Right after I read about his trilogy, a Glawogger film opens in my neighborhood, so the wife and I went on a date to see his whore movie. There are interviews with the participants, but mostly it’s an immersive thing, you figure out how the whoring works in each region by fly-on-the-walling it. But M.G.’s great innovation is to produce a verite/interview doc with killer camerawork and sound design. You sometimes get curious framing or a decent music score in a doc, but usually the serious documentarian’s stylistic presence is felt through editing. Not anymore, as the weird vibes of CocoRosie swirl through a surprisingly elegant movie about prostitutes in increasingly desperate conditions.
First Thailand: the girls have home lives and ideas about what they’d like to do post-prostitution. Their brothel advertises, accepts credit cards and employs a woman who acts like a den mother. Then Bangladesh, a sharp step down in living conditions, as kids are sold to live and work in a complex they’ll never afford to leave. Finally Mexico, where it’s every girl for herself, with no supervision, a desperate, dangerous-seeming atmosphere, and enough of a who-gives-a-fuck attitude that the filmmaker is allowed inside to watch some whoring in action: sadness for everyone involved.

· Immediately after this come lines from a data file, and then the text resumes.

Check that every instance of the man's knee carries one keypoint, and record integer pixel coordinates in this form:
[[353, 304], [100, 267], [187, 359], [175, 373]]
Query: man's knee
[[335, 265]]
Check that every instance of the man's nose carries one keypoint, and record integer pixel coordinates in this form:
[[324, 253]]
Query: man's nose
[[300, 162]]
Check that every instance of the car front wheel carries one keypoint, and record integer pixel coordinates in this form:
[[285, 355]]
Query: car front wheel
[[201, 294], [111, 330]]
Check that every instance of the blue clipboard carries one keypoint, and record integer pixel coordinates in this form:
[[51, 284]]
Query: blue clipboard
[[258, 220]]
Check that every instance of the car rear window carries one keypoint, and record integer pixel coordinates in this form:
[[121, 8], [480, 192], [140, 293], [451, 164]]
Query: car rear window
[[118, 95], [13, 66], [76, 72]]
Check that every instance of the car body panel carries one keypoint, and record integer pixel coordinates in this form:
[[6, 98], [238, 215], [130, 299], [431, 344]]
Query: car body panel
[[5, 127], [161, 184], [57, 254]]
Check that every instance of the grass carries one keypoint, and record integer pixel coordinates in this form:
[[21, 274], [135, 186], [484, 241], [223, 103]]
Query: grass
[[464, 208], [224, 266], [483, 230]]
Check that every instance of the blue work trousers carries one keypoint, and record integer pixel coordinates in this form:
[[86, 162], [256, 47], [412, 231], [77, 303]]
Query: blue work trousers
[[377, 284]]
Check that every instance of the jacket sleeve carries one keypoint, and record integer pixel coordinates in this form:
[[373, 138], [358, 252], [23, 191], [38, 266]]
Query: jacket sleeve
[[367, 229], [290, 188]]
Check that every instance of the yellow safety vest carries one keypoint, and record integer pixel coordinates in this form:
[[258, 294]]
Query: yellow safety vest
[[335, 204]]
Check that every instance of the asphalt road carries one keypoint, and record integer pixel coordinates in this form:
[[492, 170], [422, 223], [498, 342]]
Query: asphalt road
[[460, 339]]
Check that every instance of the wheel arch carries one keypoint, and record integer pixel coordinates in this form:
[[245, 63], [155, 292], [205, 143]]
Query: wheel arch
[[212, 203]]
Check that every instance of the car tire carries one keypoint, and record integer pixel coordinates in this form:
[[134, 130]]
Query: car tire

Katy and I discussed the movie for like ninety minutes, but that was a month ago, so I cannot provide a summary.
C. Huber in Cinema Scope:
Thriving on contradiction and observational curiosity as usual, Glawogger still resolutely rejects social cause-pandering, but scratches for something deeper by contrasting the rituals of love (for sale) in three different cultures, religions and economies: a look not just at prostitution, but the relationships between men and women in contemporary society that yields telling and ambivalent insights.